Dari contoh di atas, dapat dilihat bahwa saat kita melakukan meta-thinking, kita sebenarnya diajak untuk berpikir secara kritis atas apa yang kita pikirkan sehingga kita bisa melihat lebih jelas dan menguraikan lebih jelas  tentang apa yang terjadi, clarity is there. Sederhananya, dapat dikatakan bahwa saat kita melakukan meta-thinking maka sebenarnya kita sudah melakukan critical thinking.

Critical thinking essentially is meta-thinking, using your highest your executive brain. 

Menarik bukan?

Nah..sekarang kita sudah paham nih konsep critical thinking, tapi pertanyaannya sekarang adalah apakah kita benar-benar seorang critical thiker? pemikir yang kritis? Apakah dengan mengetahui konsepnya maka otomatis akan menjadikan kita seorang critical thinker? Tunggu dulu….

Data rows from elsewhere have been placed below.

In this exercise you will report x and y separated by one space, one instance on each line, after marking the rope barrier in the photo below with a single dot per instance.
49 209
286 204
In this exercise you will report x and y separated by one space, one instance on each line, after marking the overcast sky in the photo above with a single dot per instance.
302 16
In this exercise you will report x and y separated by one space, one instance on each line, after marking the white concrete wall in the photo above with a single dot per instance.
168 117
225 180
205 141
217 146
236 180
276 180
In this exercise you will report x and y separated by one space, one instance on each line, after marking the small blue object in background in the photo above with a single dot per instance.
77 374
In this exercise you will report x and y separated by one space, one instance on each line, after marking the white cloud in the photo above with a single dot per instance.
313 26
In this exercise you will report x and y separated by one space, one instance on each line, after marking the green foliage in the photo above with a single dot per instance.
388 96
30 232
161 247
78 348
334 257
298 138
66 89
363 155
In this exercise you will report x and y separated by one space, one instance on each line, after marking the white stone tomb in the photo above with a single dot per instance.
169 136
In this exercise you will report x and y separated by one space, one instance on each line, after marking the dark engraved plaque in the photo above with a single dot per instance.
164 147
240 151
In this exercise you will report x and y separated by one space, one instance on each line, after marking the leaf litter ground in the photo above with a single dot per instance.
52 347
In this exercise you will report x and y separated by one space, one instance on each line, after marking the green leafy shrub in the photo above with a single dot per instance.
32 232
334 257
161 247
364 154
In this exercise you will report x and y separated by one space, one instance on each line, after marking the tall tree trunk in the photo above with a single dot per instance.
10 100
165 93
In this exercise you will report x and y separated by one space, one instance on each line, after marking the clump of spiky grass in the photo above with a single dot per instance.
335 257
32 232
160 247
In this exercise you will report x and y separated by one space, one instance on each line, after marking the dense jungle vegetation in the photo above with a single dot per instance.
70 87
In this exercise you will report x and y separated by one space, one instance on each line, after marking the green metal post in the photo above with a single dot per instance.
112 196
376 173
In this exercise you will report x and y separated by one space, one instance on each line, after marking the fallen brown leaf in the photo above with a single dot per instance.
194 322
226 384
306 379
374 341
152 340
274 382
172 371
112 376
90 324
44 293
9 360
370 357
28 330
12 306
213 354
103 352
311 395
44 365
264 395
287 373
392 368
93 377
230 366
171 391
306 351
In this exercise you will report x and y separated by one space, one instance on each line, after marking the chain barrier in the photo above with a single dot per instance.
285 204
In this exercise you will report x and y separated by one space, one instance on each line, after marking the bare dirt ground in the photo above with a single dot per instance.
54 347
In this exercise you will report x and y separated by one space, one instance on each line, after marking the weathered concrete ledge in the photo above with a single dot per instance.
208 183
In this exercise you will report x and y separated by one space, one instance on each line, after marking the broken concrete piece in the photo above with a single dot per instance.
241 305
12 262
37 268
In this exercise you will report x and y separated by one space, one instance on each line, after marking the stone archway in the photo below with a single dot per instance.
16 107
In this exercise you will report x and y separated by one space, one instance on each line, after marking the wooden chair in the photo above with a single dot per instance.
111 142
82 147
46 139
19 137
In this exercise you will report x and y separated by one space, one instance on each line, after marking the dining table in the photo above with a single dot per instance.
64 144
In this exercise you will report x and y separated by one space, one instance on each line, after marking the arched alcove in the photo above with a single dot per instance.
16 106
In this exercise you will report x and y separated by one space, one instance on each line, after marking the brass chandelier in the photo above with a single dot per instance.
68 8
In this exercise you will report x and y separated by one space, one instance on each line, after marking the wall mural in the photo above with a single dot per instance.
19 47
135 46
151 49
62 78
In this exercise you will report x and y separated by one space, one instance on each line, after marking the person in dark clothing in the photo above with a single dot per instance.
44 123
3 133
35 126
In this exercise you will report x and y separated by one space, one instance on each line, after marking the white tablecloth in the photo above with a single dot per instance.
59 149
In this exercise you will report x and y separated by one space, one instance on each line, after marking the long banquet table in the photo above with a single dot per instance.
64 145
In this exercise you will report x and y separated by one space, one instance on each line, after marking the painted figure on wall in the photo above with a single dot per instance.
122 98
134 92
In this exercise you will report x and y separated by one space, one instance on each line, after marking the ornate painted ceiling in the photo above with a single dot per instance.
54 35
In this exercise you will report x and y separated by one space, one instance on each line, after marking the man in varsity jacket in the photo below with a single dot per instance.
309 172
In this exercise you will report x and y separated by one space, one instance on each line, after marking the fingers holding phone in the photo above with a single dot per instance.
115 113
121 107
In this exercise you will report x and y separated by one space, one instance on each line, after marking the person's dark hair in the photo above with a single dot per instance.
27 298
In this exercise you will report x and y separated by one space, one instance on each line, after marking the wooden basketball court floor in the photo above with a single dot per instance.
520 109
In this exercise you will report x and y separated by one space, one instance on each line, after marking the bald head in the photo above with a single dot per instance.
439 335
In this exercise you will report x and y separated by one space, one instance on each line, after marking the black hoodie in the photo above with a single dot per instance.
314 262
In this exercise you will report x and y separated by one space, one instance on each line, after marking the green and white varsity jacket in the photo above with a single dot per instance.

Salah satu temuan yang sangat menarik tentang manusia selain bahwa  tidak hanya banyak orang yang tidak mampu berfikir dengan baik, namun lebih dari itu, ternyata banyak orang yang pada dasarnya tidak berfikir ya…mereka tidak benar-benar berfikir. Kalau bahasa inggrisnya begini nih…. 

Most people are not thinking, they are not actually thinking. 

Dan sebagai seorang meta-coach yang mempelajari Neuro-Semantics, disinilah peran kita, bagaimana kita mampu memfasilitasi proses orang lain untuk dapat melakukan critical thinking, bagaimana kita mengajak mereka untuk bisa melihat dan mendengarkan terlebih dahulu pemikiran mereka sendiri sebelum berespon. Namun sebelum membahas lebih lanjut, kita perlu mengenali terlebih dahulu, yang mana saja yang termasuk Not Thinking/tidak berfikir.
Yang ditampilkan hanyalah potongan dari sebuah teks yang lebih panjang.